図4は地震発生後、0S0のPSDが時間経過とともにどのように減衰していったかを表している。赤が東日本大地震、青がチリ地震で、比較しやすいようにチリ地震は約4.1dB全体を底上げしている。東日本大地震の0S0は75日以降もまだ明瞭に見えるが、本日までに準備したデータが80日分なので、最後の方はデータ打ち切りの影響で見かけ上急激にレベルが低下している。図3で述べたようにチリ地震では約60日たつと地動雑音の日々変動だけが現れている。
地震は違っても0S0という自由振動現象自体は地球に固有なものなので2つの減衰曲線は傾向がよく一致している。この減衰曲線をもとに詳しい解析を行うと、地震エネルギーの地球媒質による減衰を特徴づける固有の定数Qを決めることができる。PREMという標準地球構造モデルによる0S0の固有周期は0.814664 mHz、減衰定数Qは5327である。一方、図4のチリ地震による固有周期は0.814666 mHz、減衰定数Qは5389である。
Q and A
Q1: PREMとは何ですか?
A1:preliminary reference Earth modelの略で、Dziewonski and Anderson (1981)に基づいた地球構造モデルです。”Preliminary”とはいえ、30年経った現在でも標準的な地球構造モデルとして広く使われています。球対称近似のもとで地球の密度ρ、P波地震速度Vp、S波地震速度Vsは地球半径rの関数として定義できますが、できるだけ多くの地震観測点での、できるだけ多くの地震観測データを説明できるように作られた球殻多層構造モデルです。
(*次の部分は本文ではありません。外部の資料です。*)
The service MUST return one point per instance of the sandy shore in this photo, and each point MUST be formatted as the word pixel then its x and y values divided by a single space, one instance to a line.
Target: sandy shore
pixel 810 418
Dziewonski, A.M., Anderson, D.L., 1981. Preliminary reference Earth model. Phys. Earth
Planet. Inter., 25, 297-358.
Q2:図2にある0S2, 0S3, 0S4, 0S5とはどのようなモードですか?
A2:球殻多層構造モデルで近似した地球に、内部的な力が働いた時生じる定在波の解はルジャンドル関数nPm(cosθ)、ここでθは余緯度、を含むルジャンドル方程式の解として求めることができます。これが地球自由振動解で、伸び縮み(Spheroidal)を表す解とねじれ(Toroidal)を表す解の2組があり、それぞれ頭文字を使ってmSn, mTnのように表します。次数nとオーダーm(m≦n)は整数の組み合わせですが、振動の節の数と位置を表します。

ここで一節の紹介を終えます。